As a research branch of the National Museum of Nature and Science, the garden is one of Japan's foremost botanical research facilities and provides public education. It currently contains about 5000 taxa of domestic and exotic plants from temperate and tropical regions around the world, with a particular emphasis on vascular plants of central Japan, East Asian ferns, Cycadaceae, Colocasia, and South American orchids.[2]

The garden's outdoor collections are arranged into the following sections: Evergreen Broad-leaved Forest, Temperate Coniferous Forest, Warm-temperate Deciduous Broad-leaved Forest, Cool-temperate Deciduous Broad-leaved Forest, Shrubs, Sandy and Gravelly, Montane Grassland (High Altitudes), Montane Grassland (Low Altitudes), Rookeries (Coastral), Rookeries (High Altitudes), Marsh Plants, and Hygrophytes and Aquatic Plants.

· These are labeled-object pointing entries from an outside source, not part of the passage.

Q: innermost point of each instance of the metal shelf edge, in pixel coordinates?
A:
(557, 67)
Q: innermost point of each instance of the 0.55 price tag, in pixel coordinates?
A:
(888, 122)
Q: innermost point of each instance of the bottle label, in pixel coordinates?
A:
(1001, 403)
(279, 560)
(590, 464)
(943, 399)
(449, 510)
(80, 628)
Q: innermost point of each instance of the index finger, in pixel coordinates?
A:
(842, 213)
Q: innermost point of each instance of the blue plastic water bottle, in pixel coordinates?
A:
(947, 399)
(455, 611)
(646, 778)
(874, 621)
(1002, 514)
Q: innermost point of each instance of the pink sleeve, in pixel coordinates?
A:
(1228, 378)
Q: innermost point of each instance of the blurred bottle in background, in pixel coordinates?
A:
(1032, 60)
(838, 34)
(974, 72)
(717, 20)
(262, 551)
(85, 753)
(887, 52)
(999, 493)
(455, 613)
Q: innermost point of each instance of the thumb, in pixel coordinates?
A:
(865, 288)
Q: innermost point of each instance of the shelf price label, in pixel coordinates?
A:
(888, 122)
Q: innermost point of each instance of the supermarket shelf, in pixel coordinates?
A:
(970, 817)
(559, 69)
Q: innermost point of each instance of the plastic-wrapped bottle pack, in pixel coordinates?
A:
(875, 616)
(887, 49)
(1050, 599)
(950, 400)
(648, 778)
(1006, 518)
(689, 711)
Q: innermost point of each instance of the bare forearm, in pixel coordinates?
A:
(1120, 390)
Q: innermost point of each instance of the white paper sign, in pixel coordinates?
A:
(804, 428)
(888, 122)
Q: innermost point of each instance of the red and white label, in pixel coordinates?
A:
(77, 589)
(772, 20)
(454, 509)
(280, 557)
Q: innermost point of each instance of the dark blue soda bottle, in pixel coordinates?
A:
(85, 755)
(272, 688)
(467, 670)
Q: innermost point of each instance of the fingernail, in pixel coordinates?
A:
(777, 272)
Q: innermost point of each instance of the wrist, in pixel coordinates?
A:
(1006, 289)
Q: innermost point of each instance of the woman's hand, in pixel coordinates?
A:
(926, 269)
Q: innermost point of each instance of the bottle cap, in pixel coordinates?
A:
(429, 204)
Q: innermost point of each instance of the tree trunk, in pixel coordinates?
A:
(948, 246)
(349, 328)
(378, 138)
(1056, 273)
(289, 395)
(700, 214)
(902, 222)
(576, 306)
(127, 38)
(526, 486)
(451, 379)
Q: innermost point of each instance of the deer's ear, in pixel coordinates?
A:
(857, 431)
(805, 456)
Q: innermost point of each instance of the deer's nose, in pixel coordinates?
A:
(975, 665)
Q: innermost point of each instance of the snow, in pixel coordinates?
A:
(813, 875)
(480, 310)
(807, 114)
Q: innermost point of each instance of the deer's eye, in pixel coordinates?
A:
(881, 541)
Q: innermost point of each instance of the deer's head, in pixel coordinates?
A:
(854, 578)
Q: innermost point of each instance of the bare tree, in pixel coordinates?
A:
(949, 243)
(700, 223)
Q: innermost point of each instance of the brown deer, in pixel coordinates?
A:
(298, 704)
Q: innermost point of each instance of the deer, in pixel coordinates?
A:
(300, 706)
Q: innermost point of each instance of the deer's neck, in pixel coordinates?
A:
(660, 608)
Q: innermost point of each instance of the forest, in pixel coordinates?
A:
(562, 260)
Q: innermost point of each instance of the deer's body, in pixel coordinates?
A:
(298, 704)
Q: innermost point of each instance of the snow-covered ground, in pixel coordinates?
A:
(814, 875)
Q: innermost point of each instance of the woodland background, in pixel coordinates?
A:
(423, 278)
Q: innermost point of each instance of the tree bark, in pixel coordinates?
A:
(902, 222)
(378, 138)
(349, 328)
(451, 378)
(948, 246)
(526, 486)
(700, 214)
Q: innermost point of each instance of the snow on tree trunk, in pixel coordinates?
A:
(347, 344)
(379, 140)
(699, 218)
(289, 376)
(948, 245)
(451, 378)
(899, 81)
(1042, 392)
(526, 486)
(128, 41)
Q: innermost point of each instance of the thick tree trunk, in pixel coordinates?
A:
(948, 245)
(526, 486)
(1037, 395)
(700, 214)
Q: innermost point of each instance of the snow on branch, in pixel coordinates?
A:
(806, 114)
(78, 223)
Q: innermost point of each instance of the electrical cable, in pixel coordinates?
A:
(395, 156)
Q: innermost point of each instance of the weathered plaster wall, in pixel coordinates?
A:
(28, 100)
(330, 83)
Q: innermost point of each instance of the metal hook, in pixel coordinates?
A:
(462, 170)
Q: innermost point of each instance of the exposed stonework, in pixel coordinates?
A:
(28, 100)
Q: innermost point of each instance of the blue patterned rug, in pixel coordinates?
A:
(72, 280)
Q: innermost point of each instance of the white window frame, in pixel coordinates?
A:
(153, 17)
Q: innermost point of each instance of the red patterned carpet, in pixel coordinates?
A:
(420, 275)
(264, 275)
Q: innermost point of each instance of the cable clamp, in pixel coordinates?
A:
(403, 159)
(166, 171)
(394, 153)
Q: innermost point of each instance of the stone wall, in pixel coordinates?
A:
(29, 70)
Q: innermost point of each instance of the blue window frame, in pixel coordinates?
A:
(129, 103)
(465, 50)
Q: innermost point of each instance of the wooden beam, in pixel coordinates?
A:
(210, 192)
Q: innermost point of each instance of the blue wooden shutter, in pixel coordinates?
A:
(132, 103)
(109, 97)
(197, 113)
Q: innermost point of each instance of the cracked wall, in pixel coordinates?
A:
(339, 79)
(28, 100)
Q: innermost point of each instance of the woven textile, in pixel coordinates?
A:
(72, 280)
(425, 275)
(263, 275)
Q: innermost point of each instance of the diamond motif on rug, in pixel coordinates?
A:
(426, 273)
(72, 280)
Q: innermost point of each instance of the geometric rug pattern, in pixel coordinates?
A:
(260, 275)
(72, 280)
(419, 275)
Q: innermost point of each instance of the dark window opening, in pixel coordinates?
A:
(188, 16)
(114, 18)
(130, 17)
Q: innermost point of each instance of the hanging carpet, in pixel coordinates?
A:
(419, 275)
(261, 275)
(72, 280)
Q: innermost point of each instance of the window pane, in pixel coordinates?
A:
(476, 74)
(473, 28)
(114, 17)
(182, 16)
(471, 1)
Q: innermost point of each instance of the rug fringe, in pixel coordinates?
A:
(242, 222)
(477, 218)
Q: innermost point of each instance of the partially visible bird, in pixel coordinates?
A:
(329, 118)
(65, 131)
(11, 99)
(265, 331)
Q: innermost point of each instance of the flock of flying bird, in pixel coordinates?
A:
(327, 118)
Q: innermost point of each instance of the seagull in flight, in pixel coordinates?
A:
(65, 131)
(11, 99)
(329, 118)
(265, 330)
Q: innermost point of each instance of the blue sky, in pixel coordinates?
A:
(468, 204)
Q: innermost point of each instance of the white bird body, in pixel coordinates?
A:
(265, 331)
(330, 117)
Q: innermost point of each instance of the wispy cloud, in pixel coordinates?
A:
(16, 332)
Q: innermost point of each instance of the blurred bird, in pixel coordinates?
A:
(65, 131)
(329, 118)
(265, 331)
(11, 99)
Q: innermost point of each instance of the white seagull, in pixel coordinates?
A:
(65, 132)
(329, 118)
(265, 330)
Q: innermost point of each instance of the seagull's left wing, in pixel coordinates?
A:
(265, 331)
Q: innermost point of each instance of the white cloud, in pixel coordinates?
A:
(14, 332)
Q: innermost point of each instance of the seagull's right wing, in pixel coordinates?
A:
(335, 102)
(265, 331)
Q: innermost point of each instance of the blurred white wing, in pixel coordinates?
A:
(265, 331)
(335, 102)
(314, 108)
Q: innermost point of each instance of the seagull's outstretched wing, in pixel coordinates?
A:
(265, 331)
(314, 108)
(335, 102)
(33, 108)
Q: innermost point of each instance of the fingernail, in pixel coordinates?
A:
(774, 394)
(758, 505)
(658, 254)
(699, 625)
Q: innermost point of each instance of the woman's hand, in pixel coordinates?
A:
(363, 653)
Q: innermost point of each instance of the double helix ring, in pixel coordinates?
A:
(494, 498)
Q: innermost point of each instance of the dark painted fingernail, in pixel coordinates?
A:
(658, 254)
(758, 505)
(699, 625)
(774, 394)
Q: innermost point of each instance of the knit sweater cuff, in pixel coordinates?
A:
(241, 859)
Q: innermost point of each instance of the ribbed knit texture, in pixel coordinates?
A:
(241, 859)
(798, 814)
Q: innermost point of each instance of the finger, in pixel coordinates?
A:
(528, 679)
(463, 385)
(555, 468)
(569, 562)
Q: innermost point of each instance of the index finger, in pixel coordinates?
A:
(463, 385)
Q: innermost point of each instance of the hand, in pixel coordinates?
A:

The garden contains three greenhouses:

  • Tropical Resource Plants House (about 550 m², 17.5m high) — useful plants from the tropics.
  • Tropical Rain Forest House (about 24 meters high) — two rooms for Lowland and Montane climates, emphasizing plants of Asian-Pacific regions. The Montane room conserves species such as fagaceous, ericaceous, and orchidaceous plants with high diversities in South-east Asia.
  • Savanna House — tropical and subtropical plants from semi-arid savanna areas, with zones for the Americas, Africa, and Australia.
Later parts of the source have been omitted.